Apparently the U.S. Army finally came to its senses. The project of erecting a horrendously eyeball-maiming statue of a 10-foot fairy riding on a giant gurgling toad at a bus depot at a military facility has been scrapped. Thankfully. Not only is this a piece of “art” that likely would likely induce screaming nightmares in small children, but the $600,000 pricetag should have told the Army it was a very bad idea in the first place.
As announced yesterday by U.S. New and World Reports,
The Army, under public and congressional attack for a $600,000 plan to dress up a bus depot at a new military facility near Washington with three pieces of art, such as a 10 foot-tall fairy riding a gurgling toad, has scrapped the project. Instead, it will go with a simple plan to “enhance the aesthetics” of a concrete wall at the new Mark Center in Alexandria, Va.

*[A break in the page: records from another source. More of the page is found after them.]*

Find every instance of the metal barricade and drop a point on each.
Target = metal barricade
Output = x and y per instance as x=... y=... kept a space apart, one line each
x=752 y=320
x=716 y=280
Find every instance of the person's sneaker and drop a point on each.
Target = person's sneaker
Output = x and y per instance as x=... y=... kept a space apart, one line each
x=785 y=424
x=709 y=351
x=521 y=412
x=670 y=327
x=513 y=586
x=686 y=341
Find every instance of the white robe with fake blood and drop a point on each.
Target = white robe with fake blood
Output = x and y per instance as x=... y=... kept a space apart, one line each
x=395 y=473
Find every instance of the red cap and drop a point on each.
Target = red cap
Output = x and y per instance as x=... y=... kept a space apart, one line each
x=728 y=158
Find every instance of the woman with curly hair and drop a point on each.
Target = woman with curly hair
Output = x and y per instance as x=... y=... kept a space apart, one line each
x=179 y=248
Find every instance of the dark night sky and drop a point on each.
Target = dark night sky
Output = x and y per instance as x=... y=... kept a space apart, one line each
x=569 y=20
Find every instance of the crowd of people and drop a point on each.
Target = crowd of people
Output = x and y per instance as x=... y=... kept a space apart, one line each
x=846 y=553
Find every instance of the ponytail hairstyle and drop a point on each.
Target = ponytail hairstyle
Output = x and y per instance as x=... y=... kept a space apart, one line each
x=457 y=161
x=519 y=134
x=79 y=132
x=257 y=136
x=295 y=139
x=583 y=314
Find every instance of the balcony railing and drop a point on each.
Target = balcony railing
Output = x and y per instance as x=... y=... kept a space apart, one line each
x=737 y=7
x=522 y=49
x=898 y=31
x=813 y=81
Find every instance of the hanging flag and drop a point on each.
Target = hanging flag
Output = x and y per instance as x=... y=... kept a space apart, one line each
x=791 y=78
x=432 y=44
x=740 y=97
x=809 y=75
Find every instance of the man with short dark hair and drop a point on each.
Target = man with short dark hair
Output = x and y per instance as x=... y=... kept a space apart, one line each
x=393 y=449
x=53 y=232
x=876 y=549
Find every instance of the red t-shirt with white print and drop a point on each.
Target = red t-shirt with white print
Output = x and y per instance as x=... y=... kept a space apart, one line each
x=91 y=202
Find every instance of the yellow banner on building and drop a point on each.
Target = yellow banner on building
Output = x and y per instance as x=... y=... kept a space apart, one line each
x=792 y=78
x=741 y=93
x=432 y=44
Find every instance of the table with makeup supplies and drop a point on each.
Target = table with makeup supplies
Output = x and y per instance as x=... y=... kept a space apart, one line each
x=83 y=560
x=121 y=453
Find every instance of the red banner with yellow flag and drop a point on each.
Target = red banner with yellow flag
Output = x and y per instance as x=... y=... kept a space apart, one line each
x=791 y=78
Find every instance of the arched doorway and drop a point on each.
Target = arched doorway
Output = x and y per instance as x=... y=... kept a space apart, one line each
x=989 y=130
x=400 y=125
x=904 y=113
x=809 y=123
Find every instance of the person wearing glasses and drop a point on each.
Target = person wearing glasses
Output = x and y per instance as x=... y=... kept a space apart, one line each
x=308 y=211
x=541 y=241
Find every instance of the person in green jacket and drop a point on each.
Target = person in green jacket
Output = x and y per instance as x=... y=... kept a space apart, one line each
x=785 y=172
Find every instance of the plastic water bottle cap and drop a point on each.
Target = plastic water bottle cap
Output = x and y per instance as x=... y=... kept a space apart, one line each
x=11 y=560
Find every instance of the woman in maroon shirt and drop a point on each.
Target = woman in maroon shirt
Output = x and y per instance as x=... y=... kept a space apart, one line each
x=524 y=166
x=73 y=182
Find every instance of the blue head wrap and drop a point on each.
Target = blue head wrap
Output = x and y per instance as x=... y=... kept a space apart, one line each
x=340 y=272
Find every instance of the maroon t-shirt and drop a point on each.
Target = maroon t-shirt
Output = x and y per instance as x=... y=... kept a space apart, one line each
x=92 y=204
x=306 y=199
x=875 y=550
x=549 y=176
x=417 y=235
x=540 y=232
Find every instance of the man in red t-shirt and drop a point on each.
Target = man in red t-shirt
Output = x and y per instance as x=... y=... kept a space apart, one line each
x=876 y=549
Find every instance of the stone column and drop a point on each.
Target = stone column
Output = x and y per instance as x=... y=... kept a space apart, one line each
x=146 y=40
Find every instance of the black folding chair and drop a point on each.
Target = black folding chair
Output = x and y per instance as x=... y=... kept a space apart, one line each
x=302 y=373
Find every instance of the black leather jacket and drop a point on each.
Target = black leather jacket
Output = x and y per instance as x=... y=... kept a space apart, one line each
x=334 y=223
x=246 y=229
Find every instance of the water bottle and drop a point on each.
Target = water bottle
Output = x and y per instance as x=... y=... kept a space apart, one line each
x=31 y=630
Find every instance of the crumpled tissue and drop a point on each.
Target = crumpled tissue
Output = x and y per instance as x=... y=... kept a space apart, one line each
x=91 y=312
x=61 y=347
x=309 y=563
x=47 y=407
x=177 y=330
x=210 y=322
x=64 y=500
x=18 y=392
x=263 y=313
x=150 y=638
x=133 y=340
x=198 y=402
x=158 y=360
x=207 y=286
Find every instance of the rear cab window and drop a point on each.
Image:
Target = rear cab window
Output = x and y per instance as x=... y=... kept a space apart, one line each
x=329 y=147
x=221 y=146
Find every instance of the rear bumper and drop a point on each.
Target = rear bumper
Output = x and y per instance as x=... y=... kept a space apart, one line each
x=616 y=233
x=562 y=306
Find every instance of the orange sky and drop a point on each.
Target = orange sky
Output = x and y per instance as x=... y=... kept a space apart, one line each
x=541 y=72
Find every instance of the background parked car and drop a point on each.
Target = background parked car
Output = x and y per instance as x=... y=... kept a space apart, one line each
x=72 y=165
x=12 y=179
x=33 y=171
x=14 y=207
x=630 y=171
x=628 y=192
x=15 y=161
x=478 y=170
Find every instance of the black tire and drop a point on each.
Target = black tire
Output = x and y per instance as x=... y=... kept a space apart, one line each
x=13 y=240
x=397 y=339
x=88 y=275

Amazingly enough, the artist, Cheryl Foster, described her piece and its inspiration thusly:
“A 10-foot fairy, using an American Toad as ‘transportation,’ scurries to the entrance of the station. The interior of the toad is illuminated and the sounds of nature emanate from his throat.”
She claims to be inspired by nature–you know, giant fairies and illuminated toads, all that really natural stuff.
Honestly, only in the DC area (or perhaps Manhattan or San Francisco) would people think that this was an attractive way to decorate a bus station, and would believe that the pricetag was reasonable. On the other hand, limousine liberals don’t generally frequent bus stations, so why would they care anyway?
I’d pay good money not to have to see it.